Omdat Rut op den Camp niet helemaal de waarheid heeft gesproken, worden hem op 4 augustus 1606 drie boetes opgelegd van in totaal 250 gulden.
Bij Rut op den Camp, wonende ‘op Laer’, is door president-schepen Hans van Heijthuijsen het land opgemeten in verband met de vaststelling van wat nu de onroerend zaakbelasting wordt genoemd.
Hij bezit meer dan 6 bunder, dus hij is een voor die tijd bovenmodale boer.

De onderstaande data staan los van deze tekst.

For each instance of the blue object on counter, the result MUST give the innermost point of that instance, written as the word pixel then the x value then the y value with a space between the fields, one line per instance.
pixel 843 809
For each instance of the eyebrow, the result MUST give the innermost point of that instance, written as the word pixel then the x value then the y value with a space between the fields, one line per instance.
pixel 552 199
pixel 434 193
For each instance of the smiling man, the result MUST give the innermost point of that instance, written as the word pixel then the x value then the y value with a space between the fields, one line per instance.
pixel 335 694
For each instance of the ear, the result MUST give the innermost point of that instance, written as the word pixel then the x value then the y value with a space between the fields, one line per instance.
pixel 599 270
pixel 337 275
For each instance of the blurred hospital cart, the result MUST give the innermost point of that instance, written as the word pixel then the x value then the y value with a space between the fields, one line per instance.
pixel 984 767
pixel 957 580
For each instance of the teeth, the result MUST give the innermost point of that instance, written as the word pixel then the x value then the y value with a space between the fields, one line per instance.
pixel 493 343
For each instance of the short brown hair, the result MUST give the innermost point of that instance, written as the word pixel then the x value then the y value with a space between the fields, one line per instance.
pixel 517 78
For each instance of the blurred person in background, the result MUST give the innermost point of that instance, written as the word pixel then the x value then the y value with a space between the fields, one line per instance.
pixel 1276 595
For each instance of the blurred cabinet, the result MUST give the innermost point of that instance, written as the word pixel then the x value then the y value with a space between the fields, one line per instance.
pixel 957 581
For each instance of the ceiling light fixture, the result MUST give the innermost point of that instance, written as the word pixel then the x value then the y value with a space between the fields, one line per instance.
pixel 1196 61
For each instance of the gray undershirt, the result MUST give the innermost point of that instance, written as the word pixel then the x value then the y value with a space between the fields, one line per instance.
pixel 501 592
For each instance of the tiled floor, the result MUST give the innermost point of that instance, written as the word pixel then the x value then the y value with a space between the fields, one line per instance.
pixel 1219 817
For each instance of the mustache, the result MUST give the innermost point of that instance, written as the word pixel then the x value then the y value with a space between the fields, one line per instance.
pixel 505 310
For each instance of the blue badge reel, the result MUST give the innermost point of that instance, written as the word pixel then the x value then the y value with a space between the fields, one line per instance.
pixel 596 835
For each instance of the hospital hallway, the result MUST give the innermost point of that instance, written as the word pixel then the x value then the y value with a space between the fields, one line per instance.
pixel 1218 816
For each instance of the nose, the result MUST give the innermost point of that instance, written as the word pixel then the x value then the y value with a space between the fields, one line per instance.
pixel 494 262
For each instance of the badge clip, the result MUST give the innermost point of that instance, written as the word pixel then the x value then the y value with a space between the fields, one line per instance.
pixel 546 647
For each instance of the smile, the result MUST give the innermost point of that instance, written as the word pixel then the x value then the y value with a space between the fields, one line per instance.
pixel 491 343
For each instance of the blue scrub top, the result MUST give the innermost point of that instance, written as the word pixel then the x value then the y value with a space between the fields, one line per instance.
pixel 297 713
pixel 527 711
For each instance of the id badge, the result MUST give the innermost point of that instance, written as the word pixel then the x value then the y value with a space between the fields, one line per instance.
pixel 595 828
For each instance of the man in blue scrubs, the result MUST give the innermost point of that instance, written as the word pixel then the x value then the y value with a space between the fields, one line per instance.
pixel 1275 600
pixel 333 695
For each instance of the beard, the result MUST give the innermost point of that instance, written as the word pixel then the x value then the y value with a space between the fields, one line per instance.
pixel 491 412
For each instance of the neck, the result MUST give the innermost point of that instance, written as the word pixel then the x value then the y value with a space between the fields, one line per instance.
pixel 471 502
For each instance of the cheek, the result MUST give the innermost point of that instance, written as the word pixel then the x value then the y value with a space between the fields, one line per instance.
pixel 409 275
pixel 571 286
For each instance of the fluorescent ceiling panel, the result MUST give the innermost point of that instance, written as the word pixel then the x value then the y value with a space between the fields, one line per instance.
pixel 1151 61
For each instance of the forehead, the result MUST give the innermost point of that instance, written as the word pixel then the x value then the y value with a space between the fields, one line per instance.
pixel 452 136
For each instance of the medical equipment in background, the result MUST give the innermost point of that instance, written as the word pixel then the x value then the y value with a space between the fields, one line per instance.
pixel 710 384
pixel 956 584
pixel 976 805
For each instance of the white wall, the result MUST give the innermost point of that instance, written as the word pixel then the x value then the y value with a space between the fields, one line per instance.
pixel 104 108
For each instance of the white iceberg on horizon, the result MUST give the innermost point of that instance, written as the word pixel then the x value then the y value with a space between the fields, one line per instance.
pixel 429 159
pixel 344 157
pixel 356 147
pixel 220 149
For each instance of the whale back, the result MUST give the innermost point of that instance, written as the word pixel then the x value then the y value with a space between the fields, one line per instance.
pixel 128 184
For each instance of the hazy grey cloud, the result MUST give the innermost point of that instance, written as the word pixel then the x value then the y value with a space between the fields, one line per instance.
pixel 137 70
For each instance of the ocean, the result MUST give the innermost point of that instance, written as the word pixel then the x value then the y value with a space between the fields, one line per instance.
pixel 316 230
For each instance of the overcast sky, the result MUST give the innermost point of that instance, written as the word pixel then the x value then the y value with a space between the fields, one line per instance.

Wanneer de landmeter klaar is, vraagt hij of dit alles is, waarop Rut antwoordt dat hij verder geen percelen heeft. Blijkbaar is er toch enige verdenking gerezen en wordt hem een verhoor afgenomen, waarin hij zweert “met tonghe ende monde ende opgestreckten vingeren tot godt ende sijne lijeve heijlighen dat hij gein erve meer en hadde dat hem eijgen toequaem dan allein tghene vanden stadthelder Hans van Heijthuijsen alhier tot Weert gemeeten.”
Hierbij zijn ook de burgemeester Jan Hendrixs, de stadhouder en schepenen van Nederweert aanwezig, omdat Rut ook land heeft dat tot het grondgebied van Nederweert behoort. Andere getuigen verklaren echter dat Rut op den Camp nog meer percelen bezit. Daarom eist de procureur dat Rut gestraft zal worden “aen tonghe ende monde, vingeren ofte leeden” waarmee hij gezworen heeft.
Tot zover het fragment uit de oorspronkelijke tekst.